Benarkah Rakyat Iri kepada Pemerintah? Menelaah Pernyataan Presiden

Tuduhan bahwa pengamat dan rakyat "iri" melihat keberhasilan pemerintah memicu perdebatan sengit. Artikel ini mengupas logika di balik narasi tersebut, dari teori kontrak sosial hingga realita ekonomi yang dirasakan masyarakat.

Ruang publik Indonesia kembali dihebohkan oleh pernyataan Presiden dalam sidang kabinet paripurna pada 13 Maret 2026. Dalam pertemuan yang digelar di Istana Negara itu, Kepala Negara menyebut adanya pihak—termasuk pengamat—yang tidak suka melihat pemerintah berhasil, bahkan sampai menuduh mereka iri terhadap capaian yang diraih. Pernyataan ini sontak memicu gelombang reaksi dari berbagai kalangan.

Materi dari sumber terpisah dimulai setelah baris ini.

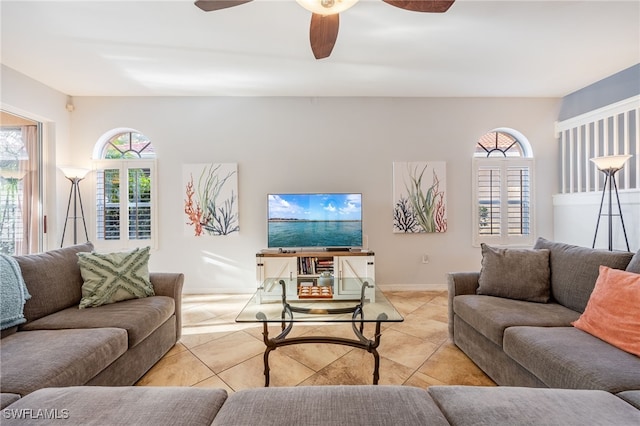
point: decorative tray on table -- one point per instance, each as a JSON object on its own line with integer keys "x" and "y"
{"x": 315, "y": 292}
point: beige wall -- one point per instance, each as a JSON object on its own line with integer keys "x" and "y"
{"x": 315, "y": 144}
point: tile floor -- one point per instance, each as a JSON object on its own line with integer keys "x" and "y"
{"x": 215, "y": 351}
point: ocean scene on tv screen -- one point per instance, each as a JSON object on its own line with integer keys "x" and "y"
{"x": 315, "y": 220}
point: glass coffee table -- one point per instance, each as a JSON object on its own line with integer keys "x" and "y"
{"x": 320, "y": 310}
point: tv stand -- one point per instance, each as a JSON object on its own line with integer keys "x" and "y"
{"x": 298, "y": 269}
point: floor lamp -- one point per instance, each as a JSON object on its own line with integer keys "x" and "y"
{"x": 609, "y": 165}
{"x": 75, "y": 175}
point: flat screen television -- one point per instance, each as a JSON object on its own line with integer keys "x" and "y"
{"x": 314, "y": 220}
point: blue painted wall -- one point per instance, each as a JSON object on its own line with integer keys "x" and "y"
{"x": 617, "y": 87}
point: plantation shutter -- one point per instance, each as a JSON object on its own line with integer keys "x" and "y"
{"x": 503, "y": 201}
{"x": 124, "y": 202}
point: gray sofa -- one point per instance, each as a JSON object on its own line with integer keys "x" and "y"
{"x": 366, "y": 405}
{"x": 523, "y": 343}
{"x": 60, "y": 345}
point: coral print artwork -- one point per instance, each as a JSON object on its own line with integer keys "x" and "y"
{"x": 211, "y": 199}
{"x": 419, "y": 197}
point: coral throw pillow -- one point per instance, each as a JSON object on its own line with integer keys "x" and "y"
{"x": 613, "y": 311}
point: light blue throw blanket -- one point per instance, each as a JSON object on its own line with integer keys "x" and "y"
{"x": 13, "y": 292}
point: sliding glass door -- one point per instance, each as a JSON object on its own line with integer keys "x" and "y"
{"x": 21, "y": 221}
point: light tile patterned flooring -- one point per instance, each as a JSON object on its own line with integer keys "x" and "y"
{"x": 215, "y": 351}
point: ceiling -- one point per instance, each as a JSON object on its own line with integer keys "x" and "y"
{"x": 171, "y": 48}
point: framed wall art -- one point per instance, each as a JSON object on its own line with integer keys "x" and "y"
{"x": 211, "y": 199}
{"x": 419, "y": 197}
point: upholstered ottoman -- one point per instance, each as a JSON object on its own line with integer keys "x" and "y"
{"x": 365, "y": 405}
{"x": 508, "y": 406}
{"x": 100, "y": 406}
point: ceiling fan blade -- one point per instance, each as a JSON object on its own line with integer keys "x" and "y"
{"x": 211, "y": 5}
{"x": 433, "y": 6}
{"x": 323, "y": 34}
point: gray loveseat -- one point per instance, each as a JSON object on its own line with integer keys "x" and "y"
{"x": 61, "y": 345}
{"x": 523, "y": 343}
{"x": 366, "y": 405}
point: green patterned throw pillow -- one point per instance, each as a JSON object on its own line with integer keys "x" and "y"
{"x": 113, "y": 277}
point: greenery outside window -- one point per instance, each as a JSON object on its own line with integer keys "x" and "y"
{"x": 125, "y": 191}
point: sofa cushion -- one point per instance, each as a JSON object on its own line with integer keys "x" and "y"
{"x": 574, "y": 270}
{"x": 113, "y": 277}
{"x": 613, "y": 311}
{"x": 331, "y": 405}
{"x": 53, "y": 279}
{"x": 515, "y": 273}
{"x": 94, "y": 405}
{"x": 490, "y": 315}
{"x": 139, "y": 317}
{"x": 474, "y": 405}
{"x": 634, "y": 264}
{"x": 33, "y": 360}
{"x": 565, "y": 357}
{"x": 632, "y": 397}
{"x": 8, "y": 398}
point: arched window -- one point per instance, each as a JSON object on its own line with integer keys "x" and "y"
{"x": 125, "y": 189}
{"x": 503, "y": 189}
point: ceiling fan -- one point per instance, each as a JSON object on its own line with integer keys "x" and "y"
{"x": 325, "y": 16}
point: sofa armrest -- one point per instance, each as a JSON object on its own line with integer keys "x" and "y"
{"x": 170, "y": 284}
{"x": 459, "y": 283}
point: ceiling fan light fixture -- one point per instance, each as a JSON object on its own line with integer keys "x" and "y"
{"x": 326, "y": 7}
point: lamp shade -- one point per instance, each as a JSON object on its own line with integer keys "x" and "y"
{"x": 74, "y": 172}
{"x": 326, "y": 7}
{"x": 610, "y": 162}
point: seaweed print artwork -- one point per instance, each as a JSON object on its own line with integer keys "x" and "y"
{"x": 211, "y": 203}
{"x": 419, "y": 197}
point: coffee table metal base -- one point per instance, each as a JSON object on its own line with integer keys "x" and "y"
{"x": 361, "y": 342}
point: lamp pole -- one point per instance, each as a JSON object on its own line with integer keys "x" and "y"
{"x": 609, "y": 165}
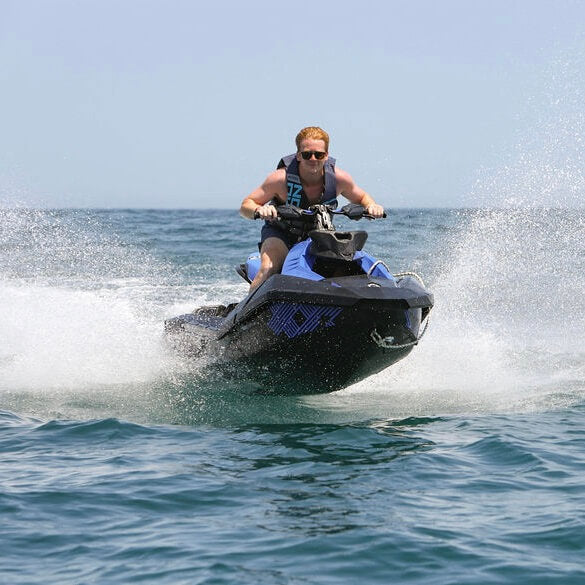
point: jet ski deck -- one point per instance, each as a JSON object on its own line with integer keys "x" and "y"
{"x": 301, "y": 332}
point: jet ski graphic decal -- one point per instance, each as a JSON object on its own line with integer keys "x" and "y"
{"x": 298, "y": 318}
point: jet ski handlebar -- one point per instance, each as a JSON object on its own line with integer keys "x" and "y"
{"x": 293, "y": 213}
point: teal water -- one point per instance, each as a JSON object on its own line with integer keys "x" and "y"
{"x": 121, "y": 464}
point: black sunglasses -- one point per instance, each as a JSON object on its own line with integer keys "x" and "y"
{"x": 307, "y": 154}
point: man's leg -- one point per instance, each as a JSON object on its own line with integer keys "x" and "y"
{"x": 272, "y": 255}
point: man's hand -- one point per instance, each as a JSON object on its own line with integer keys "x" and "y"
{"x": 375, "y": 210}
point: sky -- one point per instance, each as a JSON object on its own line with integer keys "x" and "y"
{"x": 188, "y": 104}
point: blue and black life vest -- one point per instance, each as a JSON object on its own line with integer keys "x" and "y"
{"x": 296, "y": 194}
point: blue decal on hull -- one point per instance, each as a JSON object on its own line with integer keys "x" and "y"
{"x": 297, "y": 319}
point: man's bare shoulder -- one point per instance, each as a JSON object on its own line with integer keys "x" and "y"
{"x": 343, "y": 177}
{"x": 277, "y": 177}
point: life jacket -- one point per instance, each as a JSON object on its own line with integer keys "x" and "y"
{"x": 296, "y": 194}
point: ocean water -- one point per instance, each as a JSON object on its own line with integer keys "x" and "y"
{"x": 120, "y": 463}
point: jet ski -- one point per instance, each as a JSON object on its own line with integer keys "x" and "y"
{"x": 333, "y": 316}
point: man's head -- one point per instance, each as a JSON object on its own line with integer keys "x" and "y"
{"x": 313, "y": 133}
{"x": 312, "y": 150}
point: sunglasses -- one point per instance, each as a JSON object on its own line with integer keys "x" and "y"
{"x": 307, "y": 154}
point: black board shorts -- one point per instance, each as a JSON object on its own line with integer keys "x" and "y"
{"x": 271, "y": 231}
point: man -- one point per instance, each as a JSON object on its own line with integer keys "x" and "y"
{"x": 307, "y": 178}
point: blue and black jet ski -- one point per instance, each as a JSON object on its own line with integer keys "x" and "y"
{"x": 333, "y": 316}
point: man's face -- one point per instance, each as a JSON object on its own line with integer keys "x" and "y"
{"x": 310, "y": 144}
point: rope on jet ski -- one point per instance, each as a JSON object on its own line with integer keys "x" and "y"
{"x": 386, "y": 342}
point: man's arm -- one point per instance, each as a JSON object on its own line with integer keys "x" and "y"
{"x": 355, "y": 194}
{"x": 273, "y": 186}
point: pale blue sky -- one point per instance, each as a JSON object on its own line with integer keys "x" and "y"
{"x": 171, "y": 103}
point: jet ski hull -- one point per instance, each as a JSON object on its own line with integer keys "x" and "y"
{"x": 296, "y": 336}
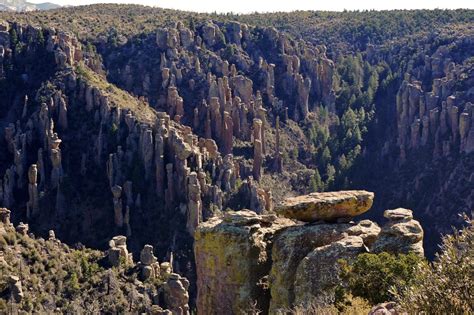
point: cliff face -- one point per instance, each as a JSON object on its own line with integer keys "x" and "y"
{"x": 149, "y": 132}
{"x": 245, "y": 258}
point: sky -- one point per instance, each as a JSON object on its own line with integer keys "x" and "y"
{"x": 246, "y": 6}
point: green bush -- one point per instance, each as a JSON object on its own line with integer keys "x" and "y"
{"x": 373, "y": 276}
{"x": 447, "y": 285}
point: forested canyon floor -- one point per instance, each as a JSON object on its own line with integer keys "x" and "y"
{"x": 144, "y": 122}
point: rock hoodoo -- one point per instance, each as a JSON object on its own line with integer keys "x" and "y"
{"x": 326, "y": 206}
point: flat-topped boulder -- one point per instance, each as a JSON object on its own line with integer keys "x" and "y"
{"x": 327, "y": 206}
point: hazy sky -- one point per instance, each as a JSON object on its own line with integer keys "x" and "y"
{"x": 243, "y": 6}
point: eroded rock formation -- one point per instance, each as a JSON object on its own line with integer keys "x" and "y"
{"x": 278, "y": 263}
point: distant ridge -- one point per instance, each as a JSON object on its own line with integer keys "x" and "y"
{"x": 22, "y": 6}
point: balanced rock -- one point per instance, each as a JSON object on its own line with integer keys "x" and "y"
{"x": 328, "y": 206}
{"x": 401, "y": 234}
{"x": 233, "y": 260}
{"x": 14, "y": 285}
{"x": 176, "y": 294}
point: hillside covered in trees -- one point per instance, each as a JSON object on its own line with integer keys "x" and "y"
{"x": 146, "y": 122}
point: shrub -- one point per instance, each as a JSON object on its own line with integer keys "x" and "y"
{"x": 372, "y": 276}
{"x": 447, "y": 285}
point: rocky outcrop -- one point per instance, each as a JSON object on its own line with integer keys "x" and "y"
{"x": 277, "y": 263}
{"x": 328, "y": 206}
{"x": 15, "y": 288}
{"x": 149, "y": 265}
{"x": 118, "y": 253}
{"x": 233, "y": 261}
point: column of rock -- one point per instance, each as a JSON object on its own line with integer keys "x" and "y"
{"x": 216, "y": 118}
{"x": 415, "y": 133}
{"x": 194, "y": 203}
{"x": 33, "y": 202}
{"x": 303, "y": 88}
{"x": 149, "y": 265}
{"x": 176, "y": 296}
{"x": 62, "y": 112}
{"x": 160, "y": 165}
{"x": 278, "y": 162}
{"x": 169, "y": 192}
{"x": 146, "y": 150}
{"x": 401, "y": 234}
{"x": 425, "y": 134}
{"x": 174, "y": 104}
{"x": 8, "y": 187}
{"x": 257, "y": 152}
{"x": 118, "y": 252}
{"x": 55, "y": 156}
{"x": 118, "y": 206}
{"x": 5, "y": 217}
{"x": 227, "y": 134}
{"x": 464, "y": 125}
{"x": 454, "y": 117}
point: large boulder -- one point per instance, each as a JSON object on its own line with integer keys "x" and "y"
{"x": 317, "y": 276}
{"x": 328, "y": 206}
{"x": 233, "y": 261}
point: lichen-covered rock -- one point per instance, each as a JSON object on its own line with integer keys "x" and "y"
{"x": 118, "y": 252}
{"x": 176, "y": 294}
{"x": 326, "y": 206}
{"x": 401, "y": 234}
{"x": 16, "y": 291}
{"x": 387, "y": 308}
{"x": 233, "y": 261}
{"x": 317, "y": 275}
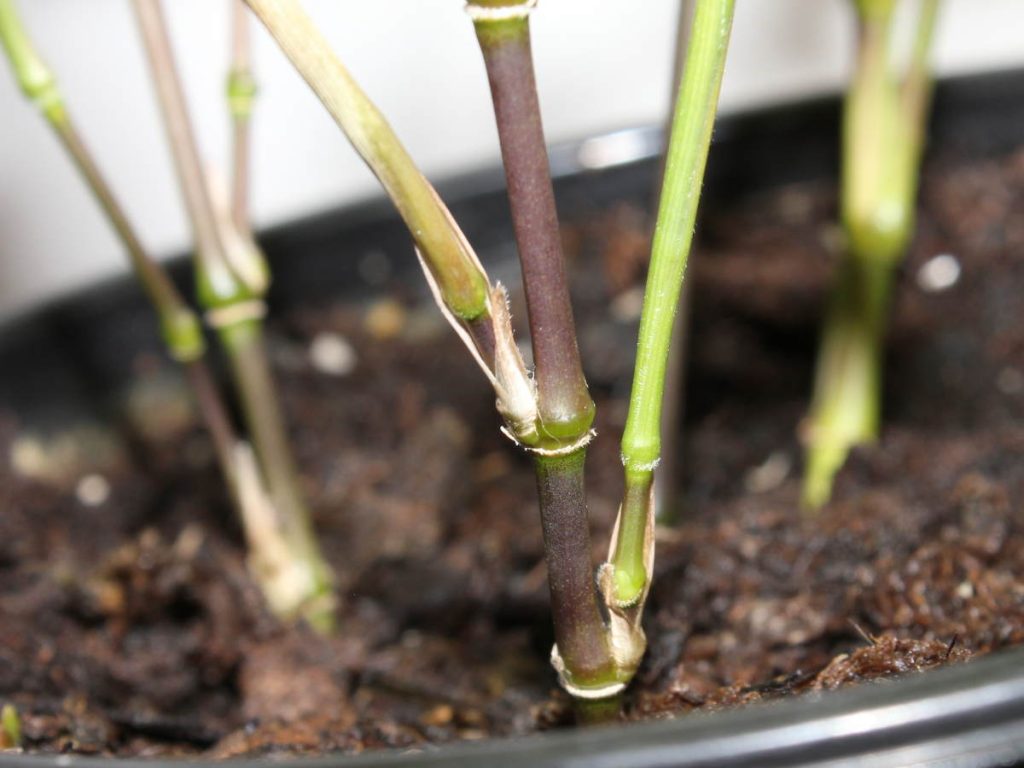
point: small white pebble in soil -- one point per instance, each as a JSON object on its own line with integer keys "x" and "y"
{"x": 1010, "y": 381}
{"x": 92, "y": 491}
{"x": 332, "y": 354}
{"x": 938, "y": 273}
{"x": 768, "y": 475}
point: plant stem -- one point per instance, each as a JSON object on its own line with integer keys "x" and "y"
{"x": 179, "y": 326}
{"x": 581, "y": 635}
{"x": 241, "y": 94}
{"x": 245, "y": 346}
{"x": 583, "y": 653}
{"x": 231, "y": 280}
{"x": 565, "y": 408}
{"x": 687, "y": 156}
{"x": 883, "y": 136}
{"x": 453, "y": 266}
{"x": 847, "y": 398}
{"x": 666, "y": 484}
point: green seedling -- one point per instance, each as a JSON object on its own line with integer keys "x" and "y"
{"x": 282, "y": 574}
{"x": 231, "y": 281}
{"x": 883, "y": 135}
{"x": 549, "y": 413}
{"x": 10, "y": 727}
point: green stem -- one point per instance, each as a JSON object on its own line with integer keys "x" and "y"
{"x": 846, "y": 406}
{"x": 244, "y": 344}
{"x": 667, "y": 501}
{"x": 231, "y": 281}
{"x": 241, "y": 92}
{"x": 459, "y": 278}
{"x": 883, "y": 136}
{"x": 180, "y": 328}
{"x": 565, "y": 408}
{"x": 687, "y": 156}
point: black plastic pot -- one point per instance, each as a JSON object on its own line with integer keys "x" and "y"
{"x": 61, "y": 361}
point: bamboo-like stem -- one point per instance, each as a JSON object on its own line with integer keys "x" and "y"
{"x": 241, "y": 94}
{"x": 231, "y": 281}
{"x": 453, "y": 267}
{"x": 179, "y": 325}
{"x": 883, "y": 136}
{"x": 581, "y": 635}
{"x": 687, "y": 155}
{"x": 583, "y": 653}
{"x": 565, "y": 408}
{"x": 666, "y": 483}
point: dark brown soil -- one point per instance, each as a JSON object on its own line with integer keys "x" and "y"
{"x": 128, "y": 625}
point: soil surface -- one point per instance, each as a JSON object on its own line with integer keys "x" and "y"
{"x": 130, "y": 627}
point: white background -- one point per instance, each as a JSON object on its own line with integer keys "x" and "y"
{"x": 601, "y": 65}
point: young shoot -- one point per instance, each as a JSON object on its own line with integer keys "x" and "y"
{"x": 883, "y": 134}
{"x": 598, "y": 647}
{"x": 626, "y": 578}
{"x": 180, "y": 328}
{"x": 231, "y": 280}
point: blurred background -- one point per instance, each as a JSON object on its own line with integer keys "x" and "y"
{"x": 601, "y": 65}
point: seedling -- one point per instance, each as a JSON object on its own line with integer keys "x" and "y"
{"x": 549, "y": 414}
{"x": 10, "y": 727}
{"x": 883, "y": 135}
{"x": 284, "y": 556}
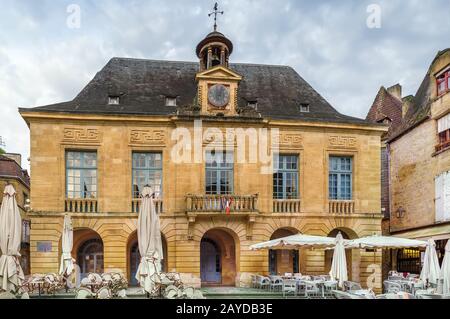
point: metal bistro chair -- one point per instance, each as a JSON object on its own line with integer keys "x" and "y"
{"x": 301, "y": 288}
{"x": 350, "y": 285}
{"x": 328, "y": 287}
{"x": 341, "y": 294}
{"x": 312, "y": 290}
{"x": 253, "y": 281}
{"x": 276, "y": 282}
{"x": 289, "y": 286}
{"x": 392, "y": 286}
{"x": 263, "y": 282}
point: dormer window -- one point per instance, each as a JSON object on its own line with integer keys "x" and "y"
{"x": 171, "y": 101}
{"x": 443, "y": 82}
{"x": 252, "y": 105}
{"x": 114, "y": 100}
{"x": 304, "y": 108}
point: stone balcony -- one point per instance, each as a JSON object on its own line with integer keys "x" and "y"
{"x": 215, "y": 204}
{"x": 341, "y": 207}
{"x": 286, "y": 206}
{"x": 136, "y": 203}
{"x": 81, "y": 205}
{"x": 244, "y": 206}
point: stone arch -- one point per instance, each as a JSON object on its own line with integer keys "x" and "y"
{"x": 133, "y": 256}
{"x": 219, "y": 257}
{"x": 352, "y": 255}
{"x": 283, "y": 261}
{"x": 88, "y": 251}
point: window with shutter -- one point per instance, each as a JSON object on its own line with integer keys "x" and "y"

Banyak yang mempertanyakan dasar logika di balik pernyataan tersebut. Mungkinkah rakyat atau pengamat merasa iri kepada pemerintahnya sendiri? Pertanyaan ini bukan sekadar retorika, melainkan pintu masuk untuk menelaah relasi antara penguasa dan yang dikuasai dalam bingkai demokrasi.

Suasana Sidang Kabinet Paripurna di Istana Negara, tempat Presiden menyampaikan pernyataan tentang pihak yang iri terhadap pemerintah
Suasana Sidang Kabinet Paripurna di Istana Negara, 13 Maret 2026. 🄯 Dokumentasi Istana

Kronologi dan Konteks Pernyataan

Dalam sidang kabinet tersebut, Presiden menyampaikan rasa herannya terhadap kritik yang terus mengalir meskipun pemerintah merasa telah banyak berprestasi. Menurut beliau, kritik yang muncul bukan lagi berbobot substansi, melainkan ekspresi kekecewaan dari pihak-pihak yang kalah atau mereka yang dulunya menikmati ruang dugaan penyalahgunaan kewenangan dan sekarang jalurnya ditutup. Narasi ini kemudian dirangkai menjadi tuduhan bahwa ada pihak yang iri melihat keberhasilan pemerintah.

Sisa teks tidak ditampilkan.